Enhancing all relationships
And we see this in a passage in the Talmud where it says, if a person wants to be truly saintly they have to be involved in three things. They have to achieve perfection in matters of blessings that are said before food or experiencing other things; they have to be a saint in matters of damages and not hurting other people, and one has to be a saint in the matters of Pirkei Avot, Ethics of our Fathers.
And the Maharal says that these three areas that the Talmud refers to refer to the three different kind of relationships that a person has. To be a saint in matters of damages – not to cause damage to another person –is a relationship between us and our fellow human beings. Then there is a second relationship that we have and that is between us and G-d and that is referred to as being a saint in matters of blessings. That’s the symbol of that relationship between us and G-d. And the third is Pirkei Avot, Ethics of our Fathers, which is a tractate that deals extensively with character development and internal development. That’s the third relationship – the relationship with self. Says the Maharal, we have three relationships. One is between a human being and another, between man and his fellow; between man and G-d is the second; and then the third is between a person and themselves. And one has to develop a high level in each one of those three relationships. We don’t just focus on being a good person unto other people; we don’t focus on just being a good person to G-d and having a spiritual relationship; and we don’t focus merely on character development internally. We work on every component of it.
And this is a theme that comes through the Maharal’s philosophy time and time again, of how he draws out of the Talmudic text one of the central philosophies of Judaism. It seeks to build whole people, great people from every aspect of what it means to be a great human being and every different kind of relationship in life. And that is why the laws of Judaism are so extensive.
Why are there so many? In fact the Talmud says it was a sign of merit. It said G-d wanted to give us merit so he gave us extra commandments. Why? Where is the merit in having so many commandments? Because the commandments touch on every aspect of life. Judaism is so holistic it doesn’t just deal with the areas that traditional religion deals with. It deals with every aspect of what it means to be a human being and seeks to uplift every aspect of that, every aspect of the person, every aspect of life – we try to uplift and bring to the fore. And so it is that that becomes such an important part of what Judaism is all about. And that is why for us our role model is Moses. Moses is the role model because he was the person who was all-rounded in every aspect of his life. And then the contrast to him is Bilam. The message of power for us is that we are empowered to create ourselves into Moses in the sense that obviously we are different so no one can be like Moses. It says no-one will ever achieve the greatness that he achieved. But we have that free choice, and that’s what the Rambam – Maimonides – writes. He says, what lies before us is the choice to be as righteous as Moses or, he says, as wicked as Yeravam – one of the wicked kings. That’s what lies before us.

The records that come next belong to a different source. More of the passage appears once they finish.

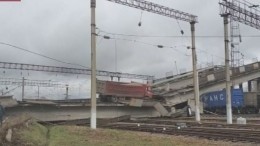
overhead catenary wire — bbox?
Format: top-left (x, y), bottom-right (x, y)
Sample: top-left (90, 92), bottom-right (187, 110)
top-left (0, 42), bottom-right (89, 68)
top-left (97, 35), bottom-right (228, 62)
top-left (97, 30), bottom-right (260, 39)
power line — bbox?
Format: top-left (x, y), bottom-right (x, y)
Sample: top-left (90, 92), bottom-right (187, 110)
top-left (99, 29), bottom-right (260, 38)
top-left (0, 42), bottom-right (89, 68)
top-left (97, 35), bottom-right (230, 62)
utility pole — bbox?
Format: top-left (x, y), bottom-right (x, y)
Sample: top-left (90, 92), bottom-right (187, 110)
top-left (22, 77), bottom-right (25, 101)
top-left (38, 86), bottom-right (40, 99)
top-left (90, 0), bottom-right (97, 129)
top-left (65, 85), bottom-right (69, 100)
top-left (190, 22), bottom-right (200, 122)
top-left (222, 14), bottom-right (232, 124)
top-left (174, 61), bottom-right (179, 75)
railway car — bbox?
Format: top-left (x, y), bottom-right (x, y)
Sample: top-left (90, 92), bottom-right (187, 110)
top-left (97, 80), bottom-right (152, 102)
top-left (201, 89), bottom-right (245, 114)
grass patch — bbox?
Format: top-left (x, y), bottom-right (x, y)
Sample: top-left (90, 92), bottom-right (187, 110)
top-left (16, 122), bottom-right (48, 146)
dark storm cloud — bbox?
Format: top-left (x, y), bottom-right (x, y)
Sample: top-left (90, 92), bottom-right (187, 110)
top-left (0, 0), bottom-right (259, 77)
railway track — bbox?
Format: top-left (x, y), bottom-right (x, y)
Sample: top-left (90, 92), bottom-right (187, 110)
top-left (125, 119), bottom-right (260, 130)
top-left (104, 122), bottom-right (260, 143)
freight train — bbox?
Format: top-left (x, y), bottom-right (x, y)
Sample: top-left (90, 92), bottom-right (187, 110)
top-left (200, 89), bottom-right (259, 114)
top-left (97, 80), bottom-right (153, 102)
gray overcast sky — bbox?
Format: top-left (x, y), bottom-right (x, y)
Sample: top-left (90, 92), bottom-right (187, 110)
top-left (0, 0), bottom-right (260, 77)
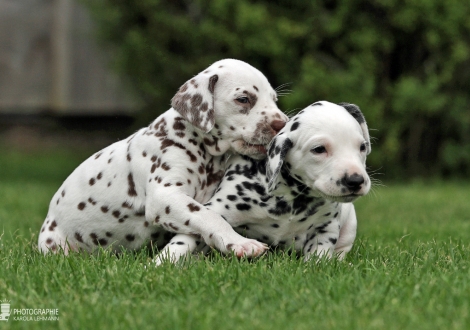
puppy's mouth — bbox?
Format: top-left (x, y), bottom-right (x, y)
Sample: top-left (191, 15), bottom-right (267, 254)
top-left (320, 192), bottom-right (362, 203)
top-left (244, 142), bottom-right (267, 155)
top-left (232, 139), bottom-right (267, 159)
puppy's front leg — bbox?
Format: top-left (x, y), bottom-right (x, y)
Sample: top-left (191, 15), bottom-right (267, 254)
top-left (303, 219), bottom-right (340, 261)
top-left (145, 189), bottom-right (267, 261)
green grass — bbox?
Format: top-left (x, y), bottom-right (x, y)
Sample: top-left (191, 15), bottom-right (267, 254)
top-left (0, 151), bottom-right (470, 330)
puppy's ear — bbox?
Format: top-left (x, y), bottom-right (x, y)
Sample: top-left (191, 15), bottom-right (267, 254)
top-left (266, 133), bottom-right (293, 192)
top-left (338, 102), bottom-right (372, 154)
top-left (171, 72), bottom-right (219, 133)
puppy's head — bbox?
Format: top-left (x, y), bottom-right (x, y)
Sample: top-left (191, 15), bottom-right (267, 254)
top-left (267, 101), bottom-right (371, 203)
top-left (172, 59), bottom-right (288, 159)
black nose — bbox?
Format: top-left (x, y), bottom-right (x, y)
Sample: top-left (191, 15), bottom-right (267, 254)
top-left (341, 173), bottom-right (365, 192)
top-left (270, 120), bottom-right (286, 134)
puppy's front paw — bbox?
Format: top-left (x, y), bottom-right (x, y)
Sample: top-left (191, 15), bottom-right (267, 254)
top-left (227, 239), bottom-right (268, 258)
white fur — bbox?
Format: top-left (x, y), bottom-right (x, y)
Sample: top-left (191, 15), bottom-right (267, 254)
top-left (164, 101), bottom-right (371, 260)
top-left (38, 59), bottom-right (287, 256)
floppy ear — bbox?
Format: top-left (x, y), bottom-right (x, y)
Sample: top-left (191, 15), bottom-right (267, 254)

And this week’s portion throws before us that same choice. Be as righteous as Moses or as wicked as Bilam. We have that power and we are given the tools. What Judaism gives us is the tools to achieve that, but we have to believe that we have the power. We have to believe that although so much is in the hands of heaven, but it is our moral choices of who we are and how we relate to G-d, to our fellow human beings and to ourselves that is ultimately in our hands.